The problem requires finding the maximum sum of a contiguous subarray. This problem can be solved using the Kadane’s algorithm, which is based on dynamic programming. We will maintain two variables max_so_far and max_ends_here that represent the maximum sum found so far and the maximum sum that ends at the current position, respectively.

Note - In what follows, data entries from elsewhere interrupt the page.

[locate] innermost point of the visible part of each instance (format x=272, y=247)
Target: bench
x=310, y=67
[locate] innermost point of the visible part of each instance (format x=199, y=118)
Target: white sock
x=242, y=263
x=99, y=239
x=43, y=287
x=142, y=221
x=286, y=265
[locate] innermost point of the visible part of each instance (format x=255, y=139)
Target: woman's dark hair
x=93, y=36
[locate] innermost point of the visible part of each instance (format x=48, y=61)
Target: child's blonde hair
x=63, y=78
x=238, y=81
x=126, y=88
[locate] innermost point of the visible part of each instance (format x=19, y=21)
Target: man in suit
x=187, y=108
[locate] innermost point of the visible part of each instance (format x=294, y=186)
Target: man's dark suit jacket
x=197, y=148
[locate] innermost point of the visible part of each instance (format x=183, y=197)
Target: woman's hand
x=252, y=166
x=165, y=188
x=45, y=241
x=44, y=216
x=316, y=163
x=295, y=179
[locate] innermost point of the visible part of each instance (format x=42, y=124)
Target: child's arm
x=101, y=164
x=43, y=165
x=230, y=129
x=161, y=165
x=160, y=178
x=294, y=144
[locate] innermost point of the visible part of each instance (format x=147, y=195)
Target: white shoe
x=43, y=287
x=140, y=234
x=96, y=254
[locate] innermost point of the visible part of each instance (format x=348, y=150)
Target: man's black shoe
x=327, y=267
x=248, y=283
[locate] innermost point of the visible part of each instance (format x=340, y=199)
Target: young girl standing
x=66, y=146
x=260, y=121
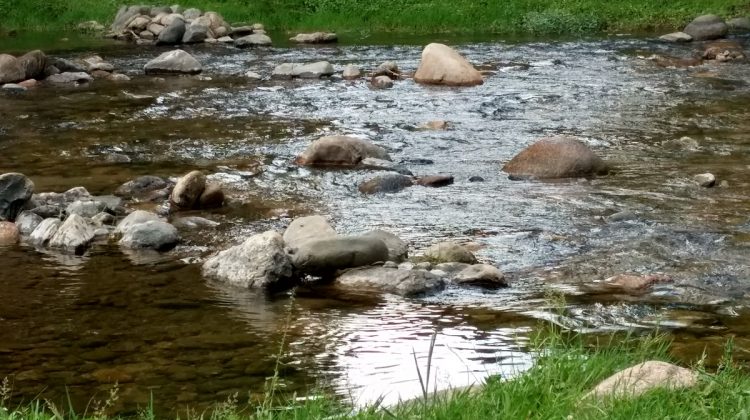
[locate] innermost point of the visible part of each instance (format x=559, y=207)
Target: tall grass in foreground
x=567, y=368
x=409, y=16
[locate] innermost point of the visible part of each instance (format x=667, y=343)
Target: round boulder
x=555, y=157
x=442, y=65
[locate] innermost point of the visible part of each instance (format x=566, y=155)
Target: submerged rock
x=392, y=280
x=555, y=157
x=340, y=151
x=442, y=65
x=259, y=262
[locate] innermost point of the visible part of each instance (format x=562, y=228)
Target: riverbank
x=567, y=368
x=536, y=17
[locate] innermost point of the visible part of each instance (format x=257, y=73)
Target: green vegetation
x=567, y=368
x=408, y=16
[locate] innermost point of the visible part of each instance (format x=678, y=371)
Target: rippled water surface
x=77, y=324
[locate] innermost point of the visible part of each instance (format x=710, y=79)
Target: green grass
x=568, y=367
x=539, y=17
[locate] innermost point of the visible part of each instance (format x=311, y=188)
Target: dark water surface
x=75, y=325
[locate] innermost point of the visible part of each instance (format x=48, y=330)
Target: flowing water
x=74, y=325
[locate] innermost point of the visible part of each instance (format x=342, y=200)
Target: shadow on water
x=152, y=324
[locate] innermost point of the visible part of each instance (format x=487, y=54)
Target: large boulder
x=387, y=183
x=315, y=38
x=340, y=151
x=707, y=27
x=555, y=157
x=10, y=69
x=326, y=256
x=306, y=229
x=392, y=280
x=188, y=190
x=33, y=64
x=74, y=235
x=15, y=190
x=642, y=378
x=152, y=234
x=260, y=261
x=175, y=62
x=442, y=65
x=444, y=252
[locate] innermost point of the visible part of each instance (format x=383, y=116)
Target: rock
x=398, y=250
x=555, y=157
x=9, y=234
x=351, y=72
x=254, y=40
x=86, y=209
x=381, y=82
x=15, y=190
x=315, y=38
x=68, y=78
x=195, y=33
x=392, y=280
x=644, y=377
x=449, y=252
x=176, y=61
x=153, y=234
x=442, y=65
x=133, y=219
x=388, y=183
x=739, y=25
x=260, y=262
x=44, y=232
x=434, y=125
x=435, y=181
x=325, y=256
x=188, y=190
x=306, y=71
x=212, y=197
x=75, y=234
x=140, y=186
x=10, y=69
x=481, y=275
x=27, y=221
x=340, y=151
x=706, y=27
x=724, y=51
x=33, y=64
x=706, y=180
x=172, y=33
x=306, y=229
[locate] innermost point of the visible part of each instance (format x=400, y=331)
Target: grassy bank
x=414, y=16
x=553, y=389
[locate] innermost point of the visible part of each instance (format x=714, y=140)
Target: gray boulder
x=74, y=235
x=152, y=234
x=15, y=190
x=392, y=280
x=707, y=27
x=173, y=62
x=325, y=256
x=259, y=262
x=254, y=40
x=449, y=252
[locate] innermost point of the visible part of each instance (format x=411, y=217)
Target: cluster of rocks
x=370, y=261
x=26, y=71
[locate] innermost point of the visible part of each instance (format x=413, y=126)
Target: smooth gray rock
x=15, y=191
x=325, y=256
x=153, y=234
x=173, y=62
x=259, y=262
x=392, y=280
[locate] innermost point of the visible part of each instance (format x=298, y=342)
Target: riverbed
x=75, y=325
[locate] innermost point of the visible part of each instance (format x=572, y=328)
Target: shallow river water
x=74, y=325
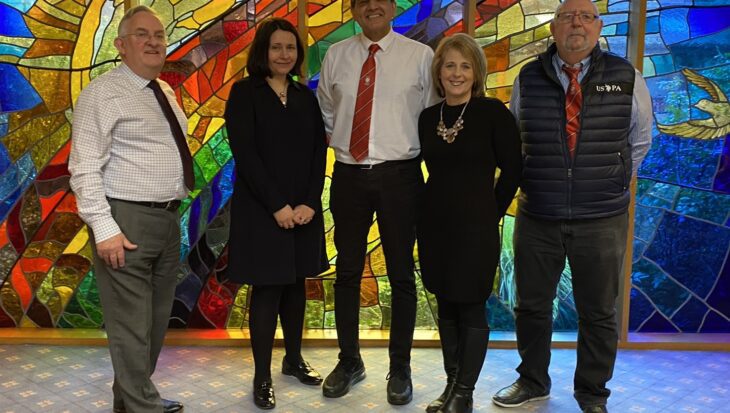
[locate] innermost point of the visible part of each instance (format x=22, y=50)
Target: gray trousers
x=137, y=300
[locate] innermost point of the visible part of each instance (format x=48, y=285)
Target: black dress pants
x=391, y=190
x=595, y=250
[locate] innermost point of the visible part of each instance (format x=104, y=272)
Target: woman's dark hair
x=258, y=55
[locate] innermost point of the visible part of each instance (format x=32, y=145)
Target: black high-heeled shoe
x=263, y=395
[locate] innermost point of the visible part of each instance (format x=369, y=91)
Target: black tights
x=268, y=301
x=471, y=315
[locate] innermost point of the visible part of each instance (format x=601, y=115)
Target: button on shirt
x=641, y=110
x=403, y=88
x=122, y=148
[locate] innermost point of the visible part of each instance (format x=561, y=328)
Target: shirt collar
x=384, y=43
x=558, y=63
x=136, y=80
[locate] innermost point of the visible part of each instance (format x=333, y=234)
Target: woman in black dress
x=463, y=140
x=278, y=141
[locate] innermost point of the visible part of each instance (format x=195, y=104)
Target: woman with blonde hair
x=464, y=139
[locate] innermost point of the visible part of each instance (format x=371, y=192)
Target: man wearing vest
x=585, y=117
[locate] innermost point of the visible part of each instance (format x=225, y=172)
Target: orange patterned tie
x=360, y=138
x=573, y=103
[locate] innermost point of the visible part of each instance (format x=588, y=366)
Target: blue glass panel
x=652, y=24
x=689, y=317
x=8, y=181
x=658, y=324
x=13, y=50
x=22, y=5
x=640, y=309
x=719, y=299
x=674, y=25
x=17, y=93
x=665, y=293
x=663, y=64
x=638, y=250
x=617, y=44
x=654, y=45
x=703, y=204
x=705, y=51
x=706, y=21
x=646, y=221
x=692, y=251
x=714, y=323
x=13, y=23
x=722, y=179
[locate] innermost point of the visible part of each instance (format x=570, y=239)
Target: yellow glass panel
x=65, y=294
x=329, y=14
x=215, y=125
x=44, y=31
x=78, y=242
x=72, y=7
x=212, y=10
x=193, y=121
x=511, y=21
x=59, y=13
x=87, y=30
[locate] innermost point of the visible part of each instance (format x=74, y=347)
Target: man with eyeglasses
x=585, y=119
x=130, y=167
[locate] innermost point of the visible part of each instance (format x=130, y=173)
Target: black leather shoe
x=517, y=395
x=601, y=408
x=400, y=387
x=168, y=406
x=263, y=395
x=302, y=371
x=340, y=380
x=436, y=404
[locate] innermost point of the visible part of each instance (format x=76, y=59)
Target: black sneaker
x=340, y=380
x=517, y=394
x=400, y=387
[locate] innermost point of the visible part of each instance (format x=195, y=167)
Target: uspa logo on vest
x=609, y=88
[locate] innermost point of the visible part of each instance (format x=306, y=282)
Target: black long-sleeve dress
x=280, y=155
x=458, y=234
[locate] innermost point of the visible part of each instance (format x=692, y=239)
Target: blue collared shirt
x=641, y=109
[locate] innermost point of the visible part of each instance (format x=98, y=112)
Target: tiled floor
x=213, y=379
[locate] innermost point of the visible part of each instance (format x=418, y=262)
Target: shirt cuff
x=104, y=229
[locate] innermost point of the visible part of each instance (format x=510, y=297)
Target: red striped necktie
x=573, y=103
x=360, y=138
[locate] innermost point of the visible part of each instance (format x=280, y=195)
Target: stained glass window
x=49, y=52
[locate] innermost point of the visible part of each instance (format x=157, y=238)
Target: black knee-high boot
x=473, y=344
x=449, y=334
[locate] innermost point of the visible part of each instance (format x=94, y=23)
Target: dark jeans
x=595, y=250
x=392, y=191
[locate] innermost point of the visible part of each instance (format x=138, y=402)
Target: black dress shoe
x=168, y=406
x=302, y=371
x=517, y=395
x=601, y=408
x=263, y=395
x=340, y=380
x=400, y=387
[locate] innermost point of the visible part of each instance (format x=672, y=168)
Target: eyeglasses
x=147, y=36
x=586, y=18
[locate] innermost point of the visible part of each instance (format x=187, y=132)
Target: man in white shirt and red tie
x=130, y=167
x=372, y=88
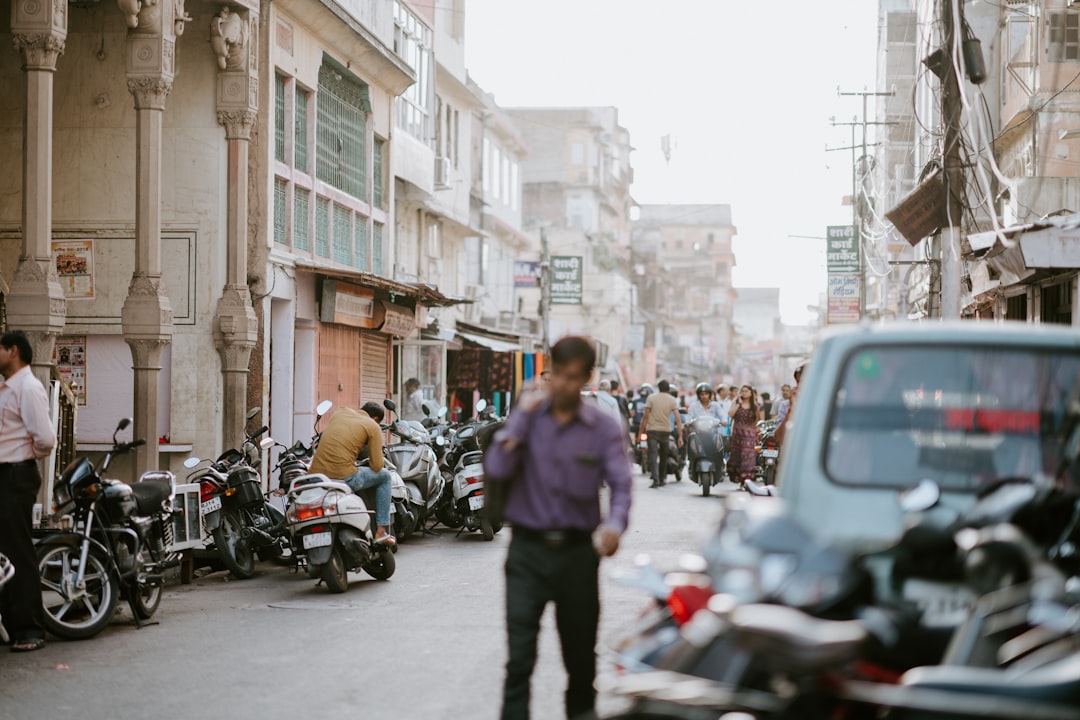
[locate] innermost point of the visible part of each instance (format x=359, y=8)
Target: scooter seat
x=151, y=490
x=1056, y=682
x=793, y=639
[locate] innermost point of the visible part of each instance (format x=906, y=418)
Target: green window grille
x=279, y=119
x=341, y=132
x=301, y=201
x=280, y=193
x=360, y=243
x=342, y=234
x=377, y=173
x=322, y=227
x=377, y=248
x=300, y=143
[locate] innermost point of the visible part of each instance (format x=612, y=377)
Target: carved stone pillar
x=147, y=314
x=235, y=325
x=36, y=301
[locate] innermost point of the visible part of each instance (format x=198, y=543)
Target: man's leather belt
x=554, y=539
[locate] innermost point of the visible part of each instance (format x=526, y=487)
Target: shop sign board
x=347, y=304
x=842, y=253
x=526, y=273
x=844, y=299
x=566, y=280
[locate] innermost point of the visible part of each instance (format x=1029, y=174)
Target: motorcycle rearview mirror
x=921, y=497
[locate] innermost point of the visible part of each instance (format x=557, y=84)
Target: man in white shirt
x=414, y=401
x=26, y=435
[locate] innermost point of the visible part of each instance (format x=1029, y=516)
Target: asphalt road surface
x=428, y=643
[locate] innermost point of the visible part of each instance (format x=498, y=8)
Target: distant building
x=576, y=191
x=683, y=259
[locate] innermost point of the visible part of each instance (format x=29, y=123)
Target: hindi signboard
x=842, y=255
x=526, y=273
x=566, y=274
x=844, y=299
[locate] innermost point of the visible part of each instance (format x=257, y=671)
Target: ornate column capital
x=39, y=50
x=149, y=92
x=238, y=123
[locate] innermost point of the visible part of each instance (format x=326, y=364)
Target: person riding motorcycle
x=347, y=435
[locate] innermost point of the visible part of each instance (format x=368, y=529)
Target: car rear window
x=960, y=416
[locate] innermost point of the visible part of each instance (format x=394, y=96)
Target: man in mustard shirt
x=348, y=434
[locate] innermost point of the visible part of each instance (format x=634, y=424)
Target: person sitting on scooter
x=347, y=435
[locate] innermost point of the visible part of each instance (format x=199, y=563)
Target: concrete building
x=758, y=336
x=1024, y=113
x=576, y=194
x=683, y=259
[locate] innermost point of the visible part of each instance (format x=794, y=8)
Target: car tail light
x=685, y=600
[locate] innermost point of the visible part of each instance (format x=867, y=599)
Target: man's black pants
x=658, y=466
x=538, y=574
x=21, y=598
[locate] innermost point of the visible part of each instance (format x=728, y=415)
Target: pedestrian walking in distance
x=26, y=435
x=657, y=421
x=555, y=452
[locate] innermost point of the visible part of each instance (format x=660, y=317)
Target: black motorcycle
x=120, y=545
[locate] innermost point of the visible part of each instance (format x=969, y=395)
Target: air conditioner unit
x=442, y=172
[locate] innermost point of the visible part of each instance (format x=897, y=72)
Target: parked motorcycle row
x=116, y=538
x=973, y=614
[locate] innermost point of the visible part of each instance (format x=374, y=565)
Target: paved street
x=427, y=643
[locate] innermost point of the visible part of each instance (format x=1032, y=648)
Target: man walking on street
x=657, y=423
x=555, y=452
x=26, y=435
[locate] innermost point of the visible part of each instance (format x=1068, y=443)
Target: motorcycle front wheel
x=70, y=612
x=235, y=553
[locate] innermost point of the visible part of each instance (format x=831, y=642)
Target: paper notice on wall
x=69, y=355
x=75, y=268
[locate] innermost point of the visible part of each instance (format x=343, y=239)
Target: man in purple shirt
x=557, y=451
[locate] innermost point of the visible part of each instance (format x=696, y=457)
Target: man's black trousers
x=21, y=598
x=658, y=445
x=538, y=574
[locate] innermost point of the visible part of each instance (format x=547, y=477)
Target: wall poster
x=75, y=267
x=69, y=355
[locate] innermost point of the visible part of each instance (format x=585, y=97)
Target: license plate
x=318, y=540
x=943, y=605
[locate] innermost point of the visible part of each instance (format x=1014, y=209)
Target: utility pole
x=948, y=245
x=545, y=290
x=855, y=220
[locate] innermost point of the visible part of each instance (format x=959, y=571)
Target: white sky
x=746, y=90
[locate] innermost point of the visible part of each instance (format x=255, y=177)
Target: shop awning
x=491, y=343
x=426, y=295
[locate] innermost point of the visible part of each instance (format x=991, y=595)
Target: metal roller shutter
x=374, y=366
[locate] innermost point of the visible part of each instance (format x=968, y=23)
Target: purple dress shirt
x=563, y=469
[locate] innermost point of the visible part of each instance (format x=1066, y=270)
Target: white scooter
x=333, y=531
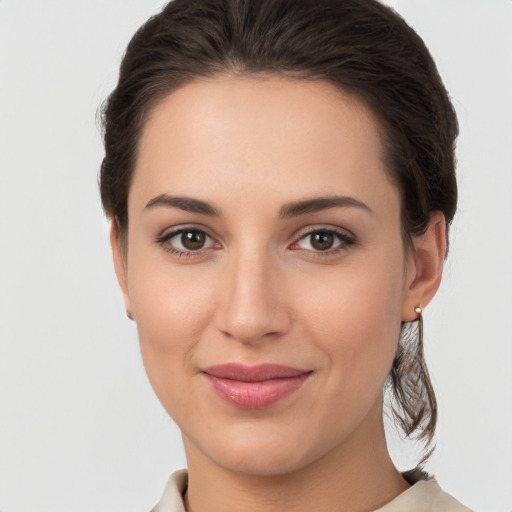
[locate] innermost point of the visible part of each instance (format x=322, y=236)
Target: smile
x=254, y=387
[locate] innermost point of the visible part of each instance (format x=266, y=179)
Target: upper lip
x=257, y=373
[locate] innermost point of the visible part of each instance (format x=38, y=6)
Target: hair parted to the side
x=360, y=46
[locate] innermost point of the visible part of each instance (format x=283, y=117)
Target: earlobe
x=426, y=269
x=120, y=267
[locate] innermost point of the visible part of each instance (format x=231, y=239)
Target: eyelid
x=346, y=238
x=170, y=232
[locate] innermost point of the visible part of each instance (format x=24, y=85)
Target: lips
x=254, y=387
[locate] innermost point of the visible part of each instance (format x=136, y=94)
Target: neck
x=358, y=476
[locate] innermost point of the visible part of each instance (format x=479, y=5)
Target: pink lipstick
x=254, y=387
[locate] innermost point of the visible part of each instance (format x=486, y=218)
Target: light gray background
x=80, y=428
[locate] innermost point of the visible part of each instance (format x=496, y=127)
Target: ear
x=425, y=267
x=119, y=257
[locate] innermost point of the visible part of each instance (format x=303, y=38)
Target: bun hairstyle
x=360, y=46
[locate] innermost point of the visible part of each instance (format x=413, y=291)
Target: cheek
x=354, y=316
x=172, y=309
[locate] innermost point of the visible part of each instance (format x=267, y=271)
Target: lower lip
x=255, y=395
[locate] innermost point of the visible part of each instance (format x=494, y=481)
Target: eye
x=186, y=241
x=324, y=240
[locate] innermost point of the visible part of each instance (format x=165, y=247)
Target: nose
x=252, y=305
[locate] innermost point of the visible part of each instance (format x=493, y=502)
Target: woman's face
x=265, y=269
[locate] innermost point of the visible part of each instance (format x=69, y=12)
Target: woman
x=279, y=175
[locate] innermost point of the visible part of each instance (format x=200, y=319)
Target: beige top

  1. Initialize max_so_far and max_ends_here to the first element of the array.
  2. Loop through the array from the second element.
  3. Add the current element to max_ends_here.
  4. If max_ends_here is greater than max_so_far, update max_so_far.
  5. If max_ends_here is less than 0, reset it to 0.
  6. Return max_so_far

The solution uses a for loop to loop through the array and update the maximum sum found so far and the maximum sum that ends at the current position. The time complexity of the algorithm is O(n) since it loops through the array only once. The space complexity is O(1) since it uses only two variables to store the maximum sum found so far and the maximum sum that ends at the current position.

class Solution:
    def maxSubArray(self, nums: List[int]) -> int:
        max_so_far = nums[0]
        max_ends_here = 0
        
        for i in range(len(nums)):
            max_ends_here += nums[i]
            max_so_far = max(max_so_far, max_ends_here)
            if max_ends_here < 0:
                max_ends_here = 0
    
        return max_so_far

Time and Space Complexity

The Kadane’s algorithm is an efficient way of solving the maximum subarray problem. It is based on dynamic programming and has a time complexity of O(n) and space complexity of O(1).